Hezbollah fighters have been using pagers as a low-tech means of communication in the belief they could evade Israeli location tracking, two sources familiar with the group's operations told Reuters earlier this year. A pager is a wireless telecommunications device that receives and displays messages.
Many injured
Iran's ambassador to Lebanon, Mojtaba Amani, suffered a "superficial injury" in Tuesday's pager blasts and was under observation in hospital, Iran's semi-official Fars news agency said. Reuters could not immediately confirm the report.
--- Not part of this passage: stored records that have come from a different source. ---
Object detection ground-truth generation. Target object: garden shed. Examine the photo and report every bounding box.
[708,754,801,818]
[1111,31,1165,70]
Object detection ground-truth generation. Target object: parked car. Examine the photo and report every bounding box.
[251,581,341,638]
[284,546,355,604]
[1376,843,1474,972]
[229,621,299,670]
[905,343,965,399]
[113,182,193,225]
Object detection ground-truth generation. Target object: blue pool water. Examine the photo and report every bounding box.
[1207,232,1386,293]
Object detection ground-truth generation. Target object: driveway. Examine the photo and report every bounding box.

The casualties included Hezbollah fighters who are the sons of top officials from the armed group, two security sources told Reuters. One of those killed was the son of a Hezbollah member of the Lebanese parliament, Ali Ammar, they said.
"This is not a security targeting of one, two or three people. This is a targeting of an entire nation," senior Hezbollah official Hussein Khalil said while paying his condolences for Ammar's son.
Lebanese broadcaster Al Jadeed cited Ammar as promising consequences. "We will deal with the enemy in the language it understands," he added.
Tuesday's blasts added to a hefty price paid over the past year by Hezbollah. The group has lost more than 400 fighters in Israeli strikes, including its top commander Fuad Shukr in July. Security sources in Lebanon said two more Hezbollah fighters were killed in an Israeli strike in southern Lebanon on Tuesday.
Earlier on Tuesday, Israel's domestic security agency said it had foiled a plot by Hezbollah to assassinate a former senior defence official in the coming days.
The Shin Bet agency, which did not name the official, said in a statement it had seized an explosive device attached to a remote detonation system, using a mobile phone and a camera that Hezbollah had planned to operate from Lebanon.
Hezbollah has said it wants to avoid all-out conflict with Israel but that only an end to the Gaza war will stop the cross-border clashes. Gaza ceasefire efforts remain deadlocked after months of talks mediated by Qatar, Egypt and the United States.
Screaming in pain
After Tuesday's blasts, a Reuters journalist saw ambulances rushing through the southern suburbs of Beirut, a Hezbollah stronghold, amid widespread panic.
At Mount Lebanon Hospital just outside Beirut, a Reuters reporter saw motorcycles rushing to the emergency room and people with bloodied hands screaming in pain.
The head of the Nabatieh public hospital in the south of the country, Hassan Wazni, told Reuters that around 40 wounded people were being treated at his facility. The wounds included injuries to the face, eyes and limbs.
Hezbollah fired missiles at Israel immediately after the 7 October attacks by Hamas gunmen on Israel that triggered the Gaza war. Hezbollah and Israel have been exchanging fire constantly ever since, while avoiding a major escalation.
Tens of thousands of people have been displaced from towns and villages on both sides of the border by the hostilities.
On Tuesday, Israel added to its formal war goals the return of citizens to their homes near the border with Lebanon.